Brand U.: Channels of communication are opening up between brands and consumers, creating a completely new dynamic in branding where selling benefits are no longer enough. Going forward, brands will need to sell information. They will need to educate consumers, replacing the 15-second sound bite with a 15-minute discussion. Responding to this hunger for information, McCormick has created the McCormick Science Institute, dedicated to advancing research on the health benefits of herbs and spices, and created a Spices For Health site to teach consumers about all the health benefits contained in that tiny teaspoon of spice.
Why Weight?: Weight has always been a bit of a waiting game: "I'll wait to buy the great clothes until I drop a few pounds." But with no sign that the needle on the scales may be peaking, consumers will increasingly say "why wait?" and look for clothes like J. Brand's Blue Label jeans that help them look great even though their BMI may be north of normal on the charts.
Third Life: Retirement will become an outmoded concept and be replaced by the Third Life, following the First Life dedicated to school and the Second Life (the non-virtual one, anyway) dedicated to work. As an increasing number of baby boomers hit the magic 65, they will begin to have their mark on this life stage as they have on every life stage before it. No more "pencils down." With better health and less social security than their forebears, those living the Third Life will not be thinking about endings, but beginnings--new career, new causes, new adventures, new relationships.
Involvement Frequency: People may still use the term "loyal" when describing their relationship with a country or favorite sports team. But in the future, consumers are much more likely to describe the relationship with a brand in terms of involvement frequency.
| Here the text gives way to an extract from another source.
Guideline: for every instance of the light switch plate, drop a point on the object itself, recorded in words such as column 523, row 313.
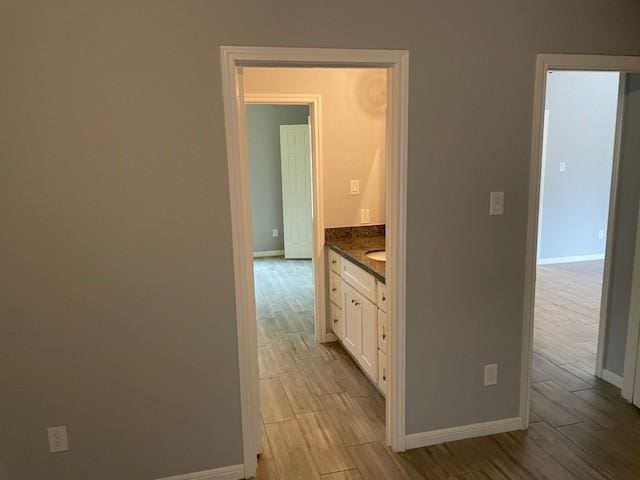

Rather than tracking loyalty, brands will need to understand how to drive depth and frequency of involvement across the complete brand experience, by day, week, month, season and annual cycle.
Tiers of Wellness: For many consumers, wellness is becoming a continuous journey with progressive tiers of experimentation and commitment. Consumers now have a vast repertoire of choices, and they will experiment opportunistically and progressively as they look for effective health solutions. This presents enormous opportunities for health and Rx brands that build their positionings based on differing attitudes in these Tiers of Wellness. Brands can play a role on the rich journey of discovering wellness, putting aside the linear view that they can drive behavior on the path of: condition awareness, diagnosis, prescription and compliance. Examples include Sudafed Shower Soothers moving them beyond pure treatment and tapping into soothing/care behaviors, and Rx Essentials from Nature Made.
Flora and Fauna Technology: As many consumers are looking for smarter, safer, more efficacious products, natural will broaden in definition. In the next 5-10 years there will be an explosion of flora and fauna technologies-derived solutions, soft and hard claims to meet these new consumer needs. From extracts to serums, in personal care and food, to non-synthetic alternatives, consumers will look deeper and deeper at the natural technology stories behind the ingredients. Antioxidants, essential fatty acids, and polyphenols will be branded in an increasingly engaging way, and consumers will be more willing to absorb this knowledge in a world where brands play an increasing role as educator.
The Male Prerogative: When it comes to men caring about grooming and appearance, once the real honeymoon is over, the proverbial honeymoon is over, too. Once married, the average guy stops pretending to care so much about how he smells and looks. But as younger twenty-something men--who truly do care about how they smell and look--tie the knot, it will become the male prerogative to invest time and money in appearance and grooming even after marriage. Have his wife buy the same old grooming products? Fuggedaboutit. Those Axe grads are going to look for more sophisticated men's brands that fit their thirty-something and forty-something needs--brands like Zirh and Anthony Logistics for Men.